31 Januari 2018   00:28 Diperbarui: 31 Januari 2018   09:53 1031
+
Laporkan Konten
Laporkan Akun
Kompasiana adalah platform blog. Konten ini menjadi tanggung jawab bloger dan tidak mewakili pandangan redaksi Kompas.
Lihat foto
Bagikan ide kreativitasmu dalam bentuk konten di Kompasiana | Sumber gambar: Freepik

Karena sempitnya waktu kami tidak sempat berpamitan. Semoga  semua familie, handai taulan, sudi memaafkan. Selamat tinggal dan sampai jumpa lagi. Demikian kalimat 'farewell' di dalam iklan Pikiran Rakyat, 2 Januari 1961  dari yang ditulis penyanyi Ebet Kadarusman ketika ia dan keluarganya berangkat ke Melbourne Australia pada 28 Desember 1960 dengan penerbangan BOAC (British Overseas Airways Coorporation).

Bagi warga Bandung penyanyi kelahiran Tasikmalaya 7 Juli 1936 ini populer, sejak ia mememangkan Lomba Bintang Radio se-Jawa Barat pada 1955.  Iklan perpisahan itu merupakan tanda awal karir gemilang Ebet sebagai penyiar radio. Sejak 1960  ia menggelar acara radio berbahasa Indonesia "Morning Show-Kang Ebet" di Radio Australian Siaran Bahasa Indonesia.  

Ebet salah seorang warga Bandung yang mengawali 'go international' di dunia hiburan. Sekaligus membuktikan betapa kota ini merupakan habitat yang baik untuk melahirkan artis hiburan. Musikolog Asia Tenggara dari Universitas Monash, Australia  Margaret Kartomi dari  menyinggung kiprah Ebet dalam sebuah essay yang dikumpulkan Susan Blackburn dalam  sebuah bukunya.

Dalam esaynya dia menulis beberapa seniman dari Asia Tenggara yang mengajaknya bekerjasama. Pada1957, Kamahl, seorang penyanyi Malaysia (dari film televisi Australia yang kemudian) yang belajar dengan saya di Universitas Adelaide meminta dia menemani pertunjukkan lagu Melayu. 

Sementara Ebet Kadarusman yang disebutnya sebagai radiografi Inggris memintanya  menemani pertunjukan lagu Melayu dan Indonesia folk and classical (lagu seriosa) di berbagai acara pada banyak acara (Blackburn, 2012), Referensi lain  yang menyinggung Ebet ialah autobiografi yang ditulis oleh Kris Biantoro  yang menyebutnya bahwa seniman Bandung ini dengan cepat menyebut Ebet sebagai maskot orang Indonesia di Melbourne (Biantoro, 2006;145). 

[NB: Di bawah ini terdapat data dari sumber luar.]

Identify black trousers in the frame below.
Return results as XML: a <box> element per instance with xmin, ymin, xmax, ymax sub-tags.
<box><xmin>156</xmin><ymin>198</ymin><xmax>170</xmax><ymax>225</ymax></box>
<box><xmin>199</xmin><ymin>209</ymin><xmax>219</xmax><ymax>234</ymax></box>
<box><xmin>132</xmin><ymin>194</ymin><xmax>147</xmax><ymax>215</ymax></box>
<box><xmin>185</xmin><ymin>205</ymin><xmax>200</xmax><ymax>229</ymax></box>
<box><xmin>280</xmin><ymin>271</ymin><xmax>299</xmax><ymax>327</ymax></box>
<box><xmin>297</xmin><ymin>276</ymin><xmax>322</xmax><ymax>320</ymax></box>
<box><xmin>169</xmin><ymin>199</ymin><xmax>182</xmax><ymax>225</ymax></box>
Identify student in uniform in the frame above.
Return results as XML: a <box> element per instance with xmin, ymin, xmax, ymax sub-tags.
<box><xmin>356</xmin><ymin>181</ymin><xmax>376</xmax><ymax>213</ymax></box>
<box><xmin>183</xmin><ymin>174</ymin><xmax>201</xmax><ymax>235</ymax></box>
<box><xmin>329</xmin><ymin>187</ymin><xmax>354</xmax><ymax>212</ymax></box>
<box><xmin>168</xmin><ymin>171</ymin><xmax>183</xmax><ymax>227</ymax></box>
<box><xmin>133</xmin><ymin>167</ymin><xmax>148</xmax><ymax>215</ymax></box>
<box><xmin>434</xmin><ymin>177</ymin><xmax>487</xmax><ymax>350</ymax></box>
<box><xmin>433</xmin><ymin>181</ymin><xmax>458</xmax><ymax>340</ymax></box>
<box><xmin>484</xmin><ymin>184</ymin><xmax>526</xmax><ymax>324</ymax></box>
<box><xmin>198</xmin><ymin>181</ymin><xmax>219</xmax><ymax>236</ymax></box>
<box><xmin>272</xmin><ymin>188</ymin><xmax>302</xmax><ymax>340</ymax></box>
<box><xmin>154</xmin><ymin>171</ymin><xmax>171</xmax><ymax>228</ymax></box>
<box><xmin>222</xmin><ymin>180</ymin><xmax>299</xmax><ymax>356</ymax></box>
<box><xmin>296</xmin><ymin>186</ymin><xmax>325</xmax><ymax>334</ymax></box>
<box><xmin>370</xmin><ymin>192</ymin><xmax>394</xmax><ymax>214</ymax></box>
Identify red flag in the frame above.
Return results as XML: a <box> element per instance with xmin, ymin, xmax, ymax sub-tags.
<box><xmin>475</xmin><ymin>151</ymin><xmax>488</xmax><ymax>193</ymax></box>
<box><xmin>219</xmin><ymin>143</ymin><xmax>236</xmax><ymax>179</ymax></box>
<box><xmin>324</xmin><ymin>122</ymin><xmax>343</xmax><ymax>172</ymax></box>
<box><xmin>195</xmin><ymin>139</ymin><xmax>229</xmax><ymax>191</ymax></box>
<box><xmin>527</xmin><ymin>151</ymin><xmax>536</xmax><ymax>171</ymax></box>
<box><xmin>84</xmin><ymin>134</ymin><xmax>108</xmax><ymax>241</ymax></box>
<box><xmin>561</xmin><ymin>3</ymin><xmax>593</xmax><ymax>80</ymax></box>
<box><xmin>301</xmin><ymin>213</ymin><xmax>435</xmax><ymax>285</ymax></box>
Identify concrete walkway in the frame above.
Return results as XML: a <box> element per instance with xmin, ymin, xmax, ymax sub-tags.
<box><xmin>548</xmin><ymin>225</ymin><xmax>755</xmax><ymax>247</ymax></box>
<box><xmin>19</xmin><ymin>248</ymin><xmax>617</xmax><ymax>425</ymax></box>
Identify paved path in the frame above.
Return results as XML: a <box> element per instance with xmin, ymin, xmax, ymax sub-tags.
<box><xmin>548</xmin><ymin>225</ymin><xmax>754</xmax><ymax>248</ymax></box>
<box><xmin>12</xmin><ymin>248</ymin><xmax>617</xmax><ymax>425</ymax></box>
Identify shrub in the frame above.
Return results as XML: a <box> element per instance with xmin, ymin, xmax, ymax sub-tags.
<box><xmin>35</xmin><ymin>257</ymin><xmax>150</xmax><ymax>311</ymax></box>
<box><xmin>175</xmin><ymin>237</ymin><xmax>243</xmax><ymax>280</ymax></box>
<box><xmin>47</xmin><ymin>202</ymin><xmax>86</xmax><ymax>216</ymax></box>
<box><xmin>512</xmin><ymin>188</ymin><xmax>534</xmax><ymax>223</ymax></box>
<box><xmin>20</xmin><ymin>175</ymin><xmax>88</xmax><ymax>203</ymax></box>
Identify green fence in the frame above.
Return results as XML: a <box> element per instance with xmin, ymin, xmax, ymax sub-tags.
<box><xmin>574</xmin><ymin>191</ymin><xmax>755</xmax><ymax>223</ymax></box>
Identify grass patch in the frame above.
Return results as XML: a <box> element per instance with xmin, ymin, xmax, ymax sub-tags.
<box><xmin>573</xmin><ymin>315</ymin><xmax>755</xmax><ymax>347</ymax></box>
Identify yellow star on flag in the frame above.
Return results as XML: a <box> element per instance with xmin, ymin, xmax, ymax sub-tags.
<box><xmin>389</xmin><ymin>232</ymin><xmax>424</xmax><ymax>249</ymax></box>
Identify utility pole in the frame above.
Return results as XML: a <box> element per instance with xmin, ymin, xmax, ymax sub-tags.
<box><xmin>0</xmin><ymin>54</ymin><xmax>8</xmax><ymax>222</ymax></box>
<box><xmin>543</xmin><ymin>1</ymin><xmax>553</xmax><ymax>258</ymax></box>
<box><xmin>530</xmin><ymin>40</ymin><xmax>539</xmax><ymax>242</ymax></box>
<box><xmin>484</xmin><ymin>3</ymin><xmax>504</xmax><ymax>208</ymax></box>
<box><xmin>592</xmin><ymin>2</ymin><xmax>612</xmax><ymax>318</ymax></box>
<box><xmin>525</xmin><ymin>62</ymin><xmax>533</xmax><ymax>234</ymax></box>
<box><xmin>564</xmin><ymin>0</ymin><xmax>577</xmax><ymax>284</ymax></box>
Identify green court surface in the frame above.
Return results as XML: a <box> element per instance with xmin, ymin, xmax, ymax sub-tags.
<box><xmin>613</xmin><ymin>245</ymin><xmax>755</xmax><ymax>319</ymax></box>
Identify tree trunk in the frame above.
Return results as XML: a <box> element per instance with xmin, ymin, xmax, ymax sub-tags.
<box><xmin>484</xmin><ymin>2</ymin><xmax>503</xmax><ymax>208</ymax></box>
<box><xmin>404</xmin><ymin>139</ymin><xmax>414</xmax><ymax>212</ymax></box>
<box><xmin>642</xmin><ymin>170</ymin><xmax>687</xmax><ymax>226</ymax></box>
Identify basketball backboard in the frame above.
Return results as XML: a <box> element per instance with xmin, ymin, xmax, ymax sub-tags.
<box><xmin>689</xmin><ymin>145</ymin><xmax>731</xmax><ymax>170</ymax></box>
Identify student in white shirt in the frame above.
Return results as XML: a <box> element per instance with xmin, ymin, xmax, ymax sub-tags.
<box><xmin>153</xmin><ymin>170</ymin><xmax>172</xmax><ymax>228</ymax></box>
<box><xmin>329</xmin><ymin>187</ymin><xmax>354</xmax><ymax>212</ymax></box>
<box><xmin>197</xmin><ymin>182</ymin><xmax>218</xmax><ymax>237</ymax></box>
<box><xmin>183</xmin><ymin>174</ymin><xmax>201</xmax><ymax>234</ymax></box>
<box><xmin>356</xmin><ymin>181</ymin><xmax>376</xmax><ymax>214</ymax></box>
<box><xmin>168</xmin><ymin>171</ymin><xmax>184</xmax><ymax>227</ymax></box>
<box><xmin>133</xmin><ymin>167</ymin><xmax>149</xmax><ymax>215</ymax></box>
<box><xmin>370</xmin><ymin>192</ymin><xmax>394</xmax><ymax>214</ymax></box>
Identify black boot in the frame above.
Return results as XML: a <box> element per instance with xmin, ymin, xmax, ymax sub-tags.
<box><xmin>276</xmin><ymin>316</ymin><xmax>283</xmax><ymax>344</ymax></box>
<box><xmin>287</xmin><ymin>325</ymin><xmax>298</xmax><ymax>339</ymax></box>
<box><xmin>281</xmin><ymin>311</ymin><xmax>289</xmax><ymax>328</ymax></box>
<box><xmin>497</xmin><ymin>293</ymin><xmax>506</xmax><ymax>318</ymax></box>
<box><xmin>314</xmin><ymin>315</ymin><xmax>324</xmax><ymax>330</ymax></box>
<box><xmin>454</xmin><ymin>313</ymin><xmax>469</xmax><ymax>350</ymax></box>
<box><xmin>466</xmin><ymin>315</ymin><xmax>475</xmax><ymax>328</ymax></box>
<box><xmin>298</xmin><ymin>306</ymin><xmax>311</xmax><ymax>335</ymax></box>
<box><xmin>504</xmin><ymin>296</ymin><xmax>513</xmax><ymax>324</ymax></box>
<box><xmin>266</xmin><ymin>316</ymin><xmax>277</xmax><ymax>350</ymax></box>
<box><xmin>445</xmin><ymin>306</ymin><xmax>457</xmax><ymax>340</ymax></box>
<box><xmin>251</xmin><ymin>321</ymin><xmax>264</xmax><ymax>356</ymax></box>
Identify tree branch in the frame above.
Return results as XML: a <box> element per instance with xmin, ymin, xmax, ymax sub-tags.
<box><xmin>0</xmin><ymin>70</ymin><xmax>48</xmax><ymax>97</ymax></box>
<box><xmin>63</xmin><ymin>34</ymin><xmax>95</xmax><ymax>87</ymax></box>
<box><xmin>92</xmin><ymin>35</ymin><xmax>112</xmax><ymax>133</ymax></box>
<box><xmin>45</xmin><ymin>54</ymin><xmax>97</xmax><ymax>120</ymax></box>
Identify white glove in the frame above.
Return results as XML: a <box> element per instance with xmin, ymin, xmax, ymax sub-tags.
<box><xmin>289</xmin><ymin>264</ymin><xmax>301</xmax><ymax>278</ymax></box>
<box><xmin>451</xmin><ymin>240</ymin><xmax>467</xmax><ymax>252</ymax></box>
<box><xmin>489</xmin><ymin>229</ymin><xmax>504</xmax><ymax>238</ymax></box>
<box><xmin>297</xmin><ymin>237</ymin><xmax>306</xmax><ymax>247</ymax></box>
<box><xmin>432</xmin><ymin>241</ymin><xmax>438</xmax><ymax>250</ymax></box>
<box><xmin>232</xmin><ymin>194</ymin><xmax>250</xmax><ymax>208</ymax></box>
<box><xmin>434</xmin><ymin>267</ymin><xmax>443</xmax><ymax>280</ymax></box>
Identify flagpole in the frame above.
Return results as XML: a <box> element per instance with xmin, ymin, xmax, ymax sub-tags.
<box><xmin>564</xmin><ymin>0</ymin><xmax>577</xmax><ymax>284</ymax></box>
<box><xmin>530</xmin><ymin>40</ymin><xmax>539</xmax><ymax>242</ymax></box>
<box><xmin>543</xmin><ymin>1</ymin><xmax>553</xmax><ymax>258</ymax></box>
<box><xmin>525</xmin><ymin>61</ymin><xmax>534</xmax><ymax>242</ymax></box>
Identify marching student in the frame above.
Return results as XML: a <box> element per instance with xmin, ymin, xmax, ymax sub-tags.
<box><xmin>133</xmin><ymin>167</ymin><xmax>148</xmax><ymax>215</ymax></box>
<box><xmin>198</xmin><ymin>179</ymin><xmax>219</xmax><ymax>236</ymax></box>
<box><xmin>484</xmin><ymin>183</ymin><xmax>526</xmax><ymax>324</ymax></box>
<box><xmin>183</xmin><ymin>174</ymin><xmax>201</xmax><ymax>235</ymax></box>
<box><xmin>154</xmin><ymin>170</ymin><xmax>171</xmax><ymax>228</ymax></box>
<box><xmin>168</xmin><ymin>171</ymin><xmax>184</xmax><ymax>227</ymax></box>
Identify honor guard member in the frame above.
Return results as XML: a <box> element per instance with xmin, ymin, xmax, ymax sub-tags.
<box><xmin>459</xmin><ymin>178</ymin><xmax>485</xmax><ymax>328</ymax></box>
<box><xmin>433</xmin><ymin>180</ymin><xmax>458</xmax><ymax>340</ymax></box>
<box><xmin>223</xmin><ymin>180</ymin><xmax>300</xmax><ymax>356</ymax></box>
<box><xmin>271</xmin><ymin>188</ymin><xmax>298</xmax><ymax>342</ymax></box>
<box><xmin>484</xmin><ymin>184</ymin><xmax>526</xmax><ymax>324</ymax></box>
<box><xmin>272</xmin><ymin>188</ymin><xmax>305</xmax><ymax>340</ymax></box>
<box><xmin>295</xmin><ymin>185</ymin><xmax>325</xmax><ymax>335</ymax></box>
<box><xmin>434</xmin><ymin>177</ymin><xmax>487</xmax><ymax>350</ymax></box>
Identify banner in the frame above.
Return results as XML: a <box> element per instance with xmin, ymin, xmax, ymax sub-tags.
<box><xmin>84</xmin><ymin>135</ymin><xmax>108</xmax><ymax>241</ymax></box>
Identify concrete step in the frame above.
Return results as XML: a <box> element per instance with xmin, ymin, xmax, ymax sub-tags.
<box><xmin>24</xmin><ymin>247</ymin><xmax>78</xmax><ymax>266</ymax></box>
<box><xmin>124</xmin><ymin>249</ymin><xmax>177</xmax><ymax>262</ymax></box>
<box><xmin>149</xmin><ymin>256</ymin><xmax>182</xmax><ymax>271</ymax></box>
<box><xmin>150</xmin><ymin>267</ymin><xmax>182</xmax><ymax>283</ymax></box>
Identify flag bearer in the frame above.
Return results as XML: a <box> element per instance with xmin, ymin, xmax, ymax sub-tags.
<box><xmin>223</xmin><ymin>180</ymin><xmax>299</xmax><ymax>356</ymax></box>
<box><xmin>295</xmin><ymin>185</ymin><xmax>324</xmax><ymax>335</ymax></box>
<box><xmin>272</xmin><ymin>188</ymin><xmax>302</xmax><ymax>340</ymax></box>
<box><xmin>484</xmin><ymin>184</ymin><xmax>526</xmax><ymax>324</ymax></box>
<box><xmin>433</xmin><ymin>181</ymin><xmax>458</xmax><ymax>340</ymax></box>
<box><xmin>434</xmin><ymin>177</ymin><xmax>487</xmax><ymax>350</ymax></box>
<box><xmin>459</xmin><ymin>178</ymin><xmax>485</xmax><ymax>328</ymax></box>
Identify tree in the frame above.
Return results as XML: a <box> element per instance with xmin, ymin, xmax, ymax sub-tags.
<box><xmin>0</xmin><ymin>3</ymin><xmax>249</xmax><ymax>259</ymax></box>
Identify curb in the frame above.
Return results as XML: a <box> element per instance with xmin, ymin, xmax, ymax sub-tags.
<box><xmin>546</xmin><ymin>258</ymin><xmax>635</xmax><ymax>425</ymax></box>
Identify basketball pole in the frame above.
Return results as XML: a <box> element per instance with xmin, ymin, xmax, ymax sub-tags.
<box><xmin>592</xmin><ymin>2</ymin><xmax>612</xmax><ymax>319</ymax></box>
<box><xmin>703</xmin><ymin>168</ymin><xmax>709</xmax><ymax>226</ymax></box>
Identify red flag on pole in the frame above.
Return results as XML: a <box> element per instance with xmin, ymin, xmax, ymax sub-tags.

Dunia hiburan di Kota Bandung tetap gemerlap di tengah suhu politik yang makin menghangat dan situasi ekonomi yang tidak bagus.  Acara-acara musik tetap digelar, walau berapa komoditi penting melambung harganya bahkan menghilang.

Pada 4 Februari 1961 I.T.A.P menggelar malam pesta musik di Gedung Bioskop Nusantara.  Acara yang dimulai pada pukul 20.00 menghadirkan Band Sangkar Nada, Band Remadja, Band Gita Ria Combo dan Band Taruna Nada.

 Pada 12 Februari 1961  di bioskop yang sama juga diselenggarakan Malam Gembira Ria menghadirkan Bing Slamet, Mang Topo, Sam Saimun dan Bagyo.   Dalam acara itu juga tampil Eddy Caramoy, Band Nada Kentjana pimpinan Mohammad Jasin dan Band Aneka Nada.  Dalam acara itu juga tampil bintang radio Bandung dan Jakarta, seperti Nina Kirana, Theresa Zen, Kusniaty, Niniek Koesomo, serta Benny Cordha.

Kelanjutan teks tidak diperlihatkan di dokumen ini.